Allow me to demonstrate:
Despite a lack of formal education or experience in the specialty in question, Rush Limbaugh declares himself a historian. An expert in American history. Rush knows what motived those long dead colonists. He can see into their very minds. He has no formal education, certification, or experience in the field of economics, politics, psychology, sociology, government, or even cold weather survival, yet he declares himself an expert in every area. In fact, according to Rush Limbaugh, Rush Limbaugh is a true polymath, an expert in nearly every facet of human endeavor. Why, he even provides references.
Rush Limbaugh demands that his version of history be given the same weight, if not more, than those of accredited specialists, experts, and degreed historians.
This mindset is an extension of the Creationist worldview, i.e “who really knows what happened back then?” therefore “my ‘theory’ is just as good as yours,” besides “common sense” and common belief trump actual research and accreditation and validation and correction and decades of experience and expertise every time.
Limbaugh and those of his ilk are the same folks who condemn, florid of face and strident in voice, the socialism of “political correctness” - and yet they are the first to demand equal respect for their unproven and often ridiculous nonsense without any better support than the kind of “references”given by Rush Limbaugh above.
This is type of thinking - that all views must be given equal merit in the eyes of the world, no matter how unsupported or provably false - is the purest expression of socialism.
It is socialism of ideas.
It is socialism of the mind.
Rush Limbaugh is a socialist. Q.E.D.
But wait! As they say, there’s more!
Take socialism far enough, and you end up with communism.
Now, I’m not saying Limbaugh is a communist per se, but there are some alarming signs:
- Hatred of gays? Check. That was pretty big on the old Soviet agenda.
- Incorporation of politics into every single goddamned facet of every goddamned thing – including Thanksgiving? Check. E.g. according to communist doctrine, the Red Army didn’t defeat the Nazis during the battle of Stalingrad because they outnumbered the Germans, or because they were better prepared to survive the Russian winter, or because the Nazis were at the end of a long and broken supply chain – no, the Soviets beat the fascists because they were good communists.
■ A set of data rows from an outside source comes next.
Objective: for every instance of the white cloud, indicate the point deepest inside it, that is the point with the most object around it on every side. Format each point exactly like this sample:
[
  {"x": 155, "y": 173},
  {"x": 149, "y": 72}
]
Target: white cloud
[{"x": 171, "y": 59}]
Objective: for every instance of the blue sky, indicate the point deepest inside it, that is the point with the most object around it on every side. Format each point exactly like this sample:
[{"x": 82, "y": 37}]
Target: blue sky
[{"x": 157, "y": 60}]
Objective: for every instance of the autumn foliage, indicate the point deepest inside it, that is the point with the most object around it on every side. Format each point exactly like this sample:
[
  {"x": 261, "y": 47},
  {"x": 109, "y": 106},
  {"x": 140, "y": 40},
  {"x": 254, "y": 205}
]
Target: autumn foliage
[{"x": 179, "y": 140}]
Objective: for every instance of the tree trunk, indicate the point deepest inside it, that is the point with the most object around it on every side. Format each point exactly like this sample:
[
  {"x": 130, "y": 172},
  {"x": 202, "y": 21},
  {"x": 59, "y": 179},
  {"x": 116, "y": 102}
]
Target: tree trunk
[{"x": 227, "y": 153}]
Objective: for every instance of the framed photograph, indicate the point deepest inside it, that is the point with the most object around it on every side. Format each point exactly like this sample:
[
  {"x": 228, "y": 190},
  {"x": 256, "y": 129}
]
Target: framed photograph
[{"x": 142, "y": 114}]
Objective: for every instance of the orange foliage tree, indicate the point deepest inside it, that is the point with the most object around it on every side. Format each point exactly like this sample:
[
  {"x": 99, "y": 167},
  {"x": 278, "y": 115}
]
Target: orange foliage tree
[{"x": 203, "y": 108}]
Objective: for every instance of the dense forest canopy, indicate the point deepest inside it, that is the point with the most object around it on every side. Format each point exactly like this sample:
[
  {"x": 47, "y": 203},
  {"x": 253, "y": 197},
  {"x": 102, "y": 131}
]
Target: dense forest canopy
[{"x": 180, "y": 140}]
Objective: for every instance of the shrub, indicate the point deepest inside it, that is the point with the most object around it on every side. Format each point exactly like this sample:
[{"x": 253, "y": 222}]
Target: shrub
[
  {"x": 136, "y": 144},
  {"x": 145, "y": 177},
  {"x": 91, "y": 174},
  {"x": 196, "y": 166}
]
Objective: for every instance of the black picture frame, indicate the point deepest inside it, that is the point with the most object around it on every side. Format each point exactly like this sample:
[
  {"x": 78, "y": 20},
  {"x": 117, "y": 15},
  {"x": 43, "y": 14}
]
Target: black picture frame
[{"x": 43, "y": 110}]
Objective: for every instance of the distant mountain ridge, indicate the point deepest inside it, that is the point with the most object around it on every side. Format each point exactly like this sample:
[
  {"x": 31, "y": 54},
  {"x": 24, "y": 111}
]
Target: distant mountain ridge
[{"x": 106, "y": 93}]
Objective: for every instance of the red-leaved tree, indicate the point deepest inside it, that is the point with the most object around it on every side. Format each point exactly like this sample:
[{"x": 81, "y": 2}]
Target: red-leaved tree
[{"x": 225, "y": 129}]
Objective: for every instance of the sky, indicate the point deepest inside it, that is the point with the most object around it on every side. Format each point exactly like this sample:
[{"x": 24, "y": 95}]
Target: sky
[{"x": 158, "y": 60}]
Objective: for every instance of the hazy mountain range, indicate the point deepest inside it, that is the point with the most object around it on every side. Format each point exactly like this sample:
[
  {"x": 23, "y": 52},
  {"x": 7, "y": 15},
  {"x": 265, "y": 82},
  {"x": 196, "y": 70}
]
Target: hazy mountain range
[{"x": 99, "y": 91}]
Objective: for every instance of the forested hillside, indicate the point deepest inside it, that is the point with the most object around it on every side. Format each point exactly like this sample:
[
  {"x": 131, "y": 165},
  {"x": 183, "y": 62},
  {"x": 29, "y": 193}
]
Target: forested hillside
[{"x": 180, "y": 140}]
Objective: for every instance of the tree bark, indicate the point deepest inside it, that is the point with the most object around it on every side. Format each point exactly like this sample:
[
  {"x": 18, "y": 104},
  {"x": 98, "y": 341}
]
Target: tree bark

Note the similarity to to Rush’s version of history, the colonists were successful because they embraced a particular political philosophy. The lesson of history, according to Rush, is to choose the proper political ideology. Back in my Intelligence Officer days I read a number of very similar screeds in Pravda and Red Star, Rush would have loved those, he could have written them.
- A penchant for changing history to support the current political situation and to edit out those who have fallen out of favor? Check. One suspects that in Rush’s Amerika, Squanto would be photoshopped out of those grade school textbooks, like in the old CCCP when the people who pissed off Stalin were blotted out of official photographs.
- Vilification of ethnic populations deemed savage or of a lesser humanity? Eradication of their language, customs, and contribution to history? Check. One wonders when Rush will begin referring to white Anglo Americans as “Great Americans” … oh, wait. Never mind.
- The tendency to seek ever more money, power, and wealth on the back of the poor, gullible, and deluded? Check.
- The predictable and vitriolic paranoid reaction to anything and everything the American president says? Even something as innocuous as a Holiday greeting? Check.
No, I’m not saying Rush Limbaugh is a communist.